Evered recounts how the bird, Plato, anticipated her return after a one-year absence even though not even her parents, in whose care she'd left the bird, knew when she was returning.
"One day she wouldn't go to bed. She just kept standing at the door, waiting. I rolled in at 2 a.m.," Evered says.
She and Plato have shared a home for 21 years, from the time Plato was captured in the Congo when she was about 1.
Evered says Plato understands what she says. She has a vocabulary of about 300 words, which she mixes and matches as circumstances warrant.
Plato uses intonation appropriate to the circumstances. She'll ask "okay?" softly when someone is unwell. Or she'll refuse to do something with a vociferous "no" as she bounces up and down.
Irene Pepperberg, a comparative psychologist at Brandeis University in Massachusetts, has revolutionized thinking about these birds by proving they do conceptualize thanks to her 20-year collaboration with Alex, an African Grey parrot (www.alexfoundation.org).
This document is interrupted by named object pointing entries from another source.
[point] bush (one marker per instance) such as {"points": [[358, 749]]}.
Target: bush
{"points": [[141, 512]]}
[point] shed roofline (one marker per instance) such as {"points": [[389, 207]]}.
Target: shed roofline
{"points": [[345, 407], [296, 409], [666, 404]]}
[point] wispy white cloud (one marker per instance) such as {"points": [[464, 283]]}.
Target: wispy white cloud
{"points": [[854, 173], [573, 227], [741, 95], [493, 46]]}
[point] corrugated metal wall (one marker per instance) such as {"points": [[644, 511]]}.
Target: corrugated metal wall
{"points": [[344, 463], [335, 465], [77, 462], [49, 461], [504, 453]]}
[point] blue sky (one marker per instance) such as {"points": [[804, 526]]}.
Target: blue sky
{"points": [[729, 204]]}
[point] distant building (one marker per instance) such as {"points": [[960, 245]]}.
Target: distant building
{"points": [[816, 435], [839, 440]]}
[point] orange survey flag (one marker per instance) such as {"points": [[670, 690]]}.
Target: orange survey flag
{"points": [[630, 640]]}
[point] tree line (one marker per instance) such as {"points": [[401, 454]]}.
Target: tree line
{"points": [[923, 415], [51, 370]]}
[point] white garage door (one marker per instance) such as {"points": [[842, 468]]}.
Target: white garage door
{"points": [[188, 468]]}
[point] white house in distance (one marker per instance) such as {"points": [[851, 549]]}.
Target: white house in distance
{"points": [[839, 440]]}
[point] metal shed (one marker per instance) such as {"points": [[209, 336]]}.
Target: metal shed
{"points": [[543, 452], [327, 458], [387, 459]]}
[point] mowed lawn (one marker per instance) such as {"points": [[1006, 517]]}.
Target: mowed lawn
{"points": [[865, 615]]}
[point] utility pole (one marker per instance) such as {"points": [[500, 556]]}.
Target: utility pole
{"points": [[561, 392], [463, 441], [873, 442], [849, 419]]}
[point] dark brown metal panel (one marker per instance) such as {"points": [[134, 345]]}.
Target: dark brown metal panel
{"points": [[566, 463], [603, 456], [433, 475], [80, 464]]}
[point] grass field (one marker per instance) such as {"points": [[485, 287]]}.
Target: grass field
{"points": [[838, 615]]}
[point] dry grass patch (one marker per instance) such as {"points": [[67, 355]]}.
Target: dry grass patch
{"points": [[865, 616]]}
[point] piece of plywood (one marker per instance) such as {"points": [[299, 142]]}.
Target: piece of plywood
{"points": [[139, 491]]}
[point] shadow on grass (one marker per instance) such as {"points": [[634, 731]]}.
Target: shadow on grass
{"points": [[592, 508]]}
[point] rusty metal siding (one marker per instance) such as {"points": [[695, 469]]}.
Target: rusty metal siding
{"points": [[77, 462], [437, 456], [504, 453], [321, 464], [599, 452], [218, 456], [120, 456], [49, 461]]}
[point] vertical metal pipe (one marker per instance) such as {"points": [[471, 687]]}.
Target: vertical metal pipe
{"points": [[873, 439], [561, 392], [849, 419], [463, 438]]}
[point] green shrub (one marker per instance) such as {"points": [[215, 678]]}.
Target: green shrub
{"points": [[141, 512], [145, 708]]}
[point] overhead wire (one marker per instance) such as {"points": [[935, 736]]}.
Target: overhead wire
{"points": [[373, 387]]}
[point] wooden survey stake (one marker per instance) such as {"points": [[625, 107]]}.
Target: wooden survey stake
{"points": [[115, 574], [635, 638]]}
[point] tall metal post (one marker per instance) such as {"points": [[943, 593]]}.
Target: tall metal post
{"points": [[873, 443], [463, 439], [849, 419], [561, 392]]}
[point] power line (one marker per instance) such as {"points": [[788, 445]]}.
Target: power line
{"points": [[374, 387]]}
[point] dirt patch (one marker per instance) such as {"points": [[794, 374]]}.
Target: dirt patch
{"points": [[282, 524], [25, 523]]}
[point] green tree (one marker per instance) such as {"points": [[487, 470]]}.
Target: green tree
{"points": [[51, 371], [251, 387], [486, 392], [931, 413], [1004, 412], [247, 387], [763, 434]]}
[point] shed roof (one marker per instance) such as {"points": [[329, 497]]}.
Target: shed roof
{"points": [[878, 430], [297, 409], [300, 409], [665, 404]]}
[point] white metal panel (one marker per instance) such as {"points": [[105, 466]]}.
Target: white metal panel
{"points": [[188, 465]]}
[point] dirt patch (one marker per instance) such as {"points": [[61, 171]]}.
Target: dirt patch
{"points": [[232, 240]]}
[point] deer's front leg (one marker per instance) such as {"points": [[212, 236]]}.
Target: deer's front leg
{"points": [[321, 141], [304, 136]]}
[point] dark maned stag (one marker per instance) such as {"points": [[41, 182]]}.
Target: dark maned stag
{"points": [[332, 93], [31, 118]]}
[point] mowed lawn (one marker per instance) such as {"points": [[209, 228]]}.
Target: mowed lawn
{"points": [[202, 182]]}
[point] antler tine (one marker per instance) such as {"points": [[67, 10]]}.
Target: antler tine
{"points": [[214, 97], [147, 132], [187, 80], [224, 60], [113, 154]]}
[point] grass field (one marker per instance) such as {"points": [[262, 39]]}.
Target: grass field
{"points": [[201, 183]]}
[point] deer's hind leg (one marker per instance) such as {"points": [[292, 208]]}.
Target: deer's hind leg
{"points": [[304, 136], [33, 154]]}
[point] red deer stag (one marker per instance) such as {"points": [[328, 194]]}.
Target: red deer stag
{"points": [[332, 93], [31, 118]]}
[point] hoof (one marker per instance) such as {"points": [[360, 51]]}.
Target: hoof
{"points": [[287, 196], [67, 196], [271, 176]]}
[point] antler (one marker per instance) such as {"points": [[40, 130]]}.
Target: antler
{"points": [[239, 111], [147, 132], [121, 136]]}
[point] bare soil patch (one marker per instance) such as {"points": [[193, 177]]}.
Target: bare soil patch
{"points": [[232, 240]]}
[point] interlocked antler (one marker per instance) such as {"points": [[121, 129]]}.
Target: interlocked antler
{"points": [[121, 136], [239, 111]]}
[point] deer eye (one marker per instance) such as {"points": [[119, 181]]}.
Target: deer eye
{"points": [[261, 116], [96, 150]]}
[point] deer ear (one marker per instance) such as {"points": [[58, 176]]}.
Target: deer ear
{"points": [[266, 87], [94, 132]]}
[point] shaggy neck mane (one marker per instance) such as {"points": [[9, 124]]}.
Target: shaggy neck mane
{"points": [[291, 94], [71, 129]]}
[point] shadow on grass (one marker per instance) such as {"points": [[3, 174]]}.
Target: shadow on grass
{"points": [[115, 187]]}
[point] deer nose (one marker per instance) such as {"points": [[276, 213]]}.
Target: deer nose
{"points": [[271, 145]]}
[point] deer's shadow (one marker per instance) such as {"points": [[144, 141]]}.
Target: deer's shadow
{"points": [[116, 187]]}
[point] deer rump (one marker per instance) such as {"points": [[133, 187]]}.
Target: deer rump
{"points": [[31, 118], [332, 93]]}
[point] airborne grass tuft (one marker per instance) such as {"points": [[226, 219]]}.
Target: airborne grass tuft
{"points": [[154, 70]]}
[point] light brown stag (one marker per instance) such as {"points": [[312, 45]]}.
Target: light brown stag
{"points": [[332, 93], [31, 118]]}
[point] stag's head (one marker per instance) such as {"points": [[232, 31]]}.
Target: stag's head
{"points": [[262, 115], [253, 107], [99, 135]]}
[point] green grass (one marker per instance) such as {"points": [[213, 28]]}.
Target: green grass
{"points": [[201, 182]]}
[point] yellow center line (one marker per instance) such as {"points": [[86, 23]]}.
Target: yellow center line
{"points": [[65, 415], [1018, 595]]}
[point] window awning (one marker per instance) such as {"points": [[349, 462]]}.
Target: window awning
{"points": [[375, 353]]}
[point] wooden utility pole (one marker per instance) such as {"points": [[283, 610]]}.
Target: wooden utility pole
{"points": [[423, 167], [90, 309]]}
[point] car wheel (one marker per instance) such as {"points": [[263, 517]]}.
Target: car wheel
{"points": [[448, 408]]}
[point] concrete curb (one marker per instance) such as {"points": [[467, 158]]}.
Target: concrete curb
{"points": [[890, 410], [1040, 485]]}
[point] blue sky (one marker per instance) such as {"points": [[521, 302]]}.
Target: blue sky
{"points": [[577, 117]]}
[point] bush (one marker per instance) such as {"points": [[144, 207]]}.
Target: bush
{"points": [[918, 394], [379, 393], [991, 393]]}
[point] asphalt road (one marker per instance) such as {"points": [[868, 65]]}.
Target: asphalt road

Parrot owners have to realize their pets have the cognitive ability of a 5-year old, she says. Locking them up without stimulation eight to 10 hours a day causes emotional damage and leads to behavioural problems, such as screaming or feather-plucking.
That's not likely to happen with one Toronto bird. Still a baby at age 3, Angel, a double yellow-headed Amazon parrot, lives in a spacious aviary equipped with a TV and a window that looks out onto Queen St. W.
Her owner, Charlie Ravka, keeps her on the second and third storeys above his store, which serves as office and occasional sleeping quarters.
"She's unpredictable, hilarious," Ravka says. "I don't know what she'll do next. But when I wake up, she says, `How are you?' And when I'm on the couch, she sits on the back and preens my hair.
parrot is my buddy."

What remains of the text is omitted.